Na terceira e última parte, “Um sonho não é um sonho”, a autora retorna à narrativa em primeira pessoa, contando o convite que recebeu para visitar a casa de Albert Camus e a oportunidade de ler o original de “O primeiro homem”, o livro que Camus trabalhava pouco antes de morrer. Refletindo sobre o que leva uma pessoa a escrever, reflete sobre o vazio intrínseco a tal ato: “Há pilhas de cadernos que delatam anos de esforços abortados, euforia esvaziada, passos incansáveis pelo chão. Precisamos escrever enfrentando miríades de lutas, como quem domestica um potro voluntarioso. Precisamos escrever, mas não sem um esforço consistente e não sem certa dose de sacrifício: para dar voz ao futuro, revisitar a infância e para dar rédea curta às loucuras e aos horrores da imaginação antes de oferecê-la a uma vibrante raça de leitores.” Ainda que eu não simpatize muito com esse hábito de escritores de considerar o ato de escrever algo extremamente doloroso (também existe um componente de prazer dentro dessa “dor”), parece um ótimo resumo de como nos sentimos: necessitamos controlar e pacificar a imaginação, exercitando exaustivamente a técnica literária através de tentativa e erro, sabendo que, no final do processo, existe um leitor ávido para nos ler e descobrir algo a respeito de si mesmo, algo que até então não conseguia colocar em palavras.
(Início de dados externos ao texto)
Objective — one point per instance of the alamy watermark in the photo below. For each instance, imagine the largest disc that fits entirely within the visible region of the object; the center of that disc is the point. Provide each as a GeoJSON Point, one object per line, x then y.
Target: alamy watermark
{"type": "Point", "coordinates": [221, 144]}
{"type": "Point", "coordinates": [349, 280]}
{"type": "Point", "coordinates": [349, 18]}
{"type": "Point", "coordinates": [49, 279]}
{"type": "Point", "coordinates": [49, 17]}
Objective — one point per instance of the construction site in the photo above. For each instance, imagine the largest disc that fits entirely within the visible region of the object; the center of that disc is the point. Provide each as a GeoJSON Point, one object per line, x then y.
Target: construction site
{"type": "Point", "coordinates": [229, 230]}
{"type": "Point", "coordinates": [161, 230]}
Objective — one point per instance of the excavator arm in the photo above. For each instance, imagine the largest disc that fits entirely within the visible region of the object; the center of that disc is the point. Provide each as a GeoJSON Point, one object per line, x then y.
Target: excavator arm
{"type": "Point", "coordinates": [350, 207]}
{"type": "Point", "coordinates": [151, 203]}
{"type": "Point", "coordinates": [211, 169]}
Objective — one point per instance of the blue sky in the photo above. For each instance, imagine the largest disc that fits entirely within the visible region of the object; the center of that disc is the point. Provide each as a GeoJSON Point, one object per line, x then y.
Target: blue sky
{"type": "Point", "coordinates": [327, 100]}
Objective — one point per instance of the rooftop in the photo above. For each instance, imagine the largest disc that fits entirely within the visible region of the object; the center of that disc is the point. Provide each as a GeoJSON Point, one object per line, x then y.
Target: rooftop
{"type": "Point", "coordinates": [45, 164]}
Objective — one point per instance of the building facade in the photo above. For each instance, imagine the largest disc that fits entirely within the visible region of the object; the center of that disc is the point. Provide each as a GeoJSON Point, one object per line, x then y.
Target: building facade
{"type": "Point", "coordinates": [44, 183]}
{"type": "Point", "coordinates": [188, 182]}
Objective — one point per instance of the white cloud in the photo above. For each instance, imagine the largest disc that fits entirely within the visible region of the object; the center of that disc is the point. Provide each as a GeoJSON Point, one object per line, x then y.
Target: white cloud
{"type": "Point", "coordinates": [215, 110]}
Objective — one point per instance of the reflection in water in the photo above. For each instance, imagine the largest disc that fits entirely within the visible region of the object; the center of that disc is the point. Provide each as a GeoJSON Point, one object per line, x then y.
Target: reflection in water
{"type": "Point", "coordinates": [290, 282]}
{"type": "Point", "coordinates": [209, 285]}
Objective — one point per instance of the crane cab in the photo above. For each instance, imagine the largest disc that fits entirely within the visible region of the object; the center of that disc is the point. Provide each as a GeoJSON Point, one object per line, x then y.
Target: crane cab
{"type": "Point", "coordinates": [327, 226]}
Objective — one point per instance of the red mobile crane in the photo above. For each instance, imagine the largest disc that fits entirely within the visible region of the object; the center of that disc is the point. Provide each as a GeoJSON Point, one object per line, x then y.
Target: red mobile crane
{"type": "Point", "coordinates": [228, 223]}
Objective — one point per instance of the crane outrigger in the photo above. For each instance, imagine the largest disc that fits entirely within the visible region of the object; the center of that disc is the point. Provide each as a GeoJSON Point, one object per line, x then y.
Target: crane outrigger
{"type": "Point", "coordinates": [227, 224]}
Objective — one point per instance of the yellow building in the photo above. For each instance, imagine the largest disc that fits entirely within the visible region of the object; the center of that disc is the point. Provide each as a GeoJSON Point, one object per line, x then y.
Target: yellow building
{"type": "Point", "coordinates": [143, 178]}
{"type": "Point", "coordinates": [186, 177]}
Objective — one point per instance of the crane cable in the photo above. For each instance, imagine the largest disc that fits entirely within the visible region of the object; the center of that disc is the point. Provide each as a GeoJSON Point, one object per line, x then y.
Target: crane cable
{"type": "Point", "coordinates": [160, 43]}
Foi mais ou menos o que aconteceu comigo. Ao final de “Devoção”, Patti Smith descreveu que, quando estava com os manuscritos de “O primeiro homem” de Camus na mão, foi acometida pelo ímpeto de sair correndo, subir as escadas da casa, trancar-se no quarto que pertenceu ao escritor e começar a escrever algo, qualquer coisa. Como justificativa, ela disse que “esse era o poder decisivo de uma obra singular: o chamado à ação. E eu, repetidamente, sou tomada por uma arrogância orgulhosa que me leva a acreditar que posso atender a esse chamado”. É uma sensação que às vezes me acomete, quando sinto-me tomado pela perfeição de uma obra: a vontade de parar tudo o que estou fazendo e ter a pretensão – impossível – de escrever algo similar ou até mesmo superior, como se a capacidade criativa fosse algo que passasse por contágio e nos arrebatasse.
Apesar de curto, “Devoção” apresenta uma poderosa reflexão sobre o ato de escrever. Desconstruindo os mecanismos criativos que constituíram a base para uma história, Patti Smith mostra que a literatura conversa com a vida e com o tempo mais do que com a sociedade (ainda que não se descole dela). Por meio de uma prosa muito bem construída, com exageros estilísticos aqui e ali que trazem mais brilhantismo ao texto, a escritora mostra a persistência da literatura como forma de expressão das angústias humanas e, se não consegue responder o motivo pelo qual escrevemos, deixa aberta uma possibilidade: escrevemos por que alguém precisa segurar o espelho que irá fascinar ou repugnar o leitor.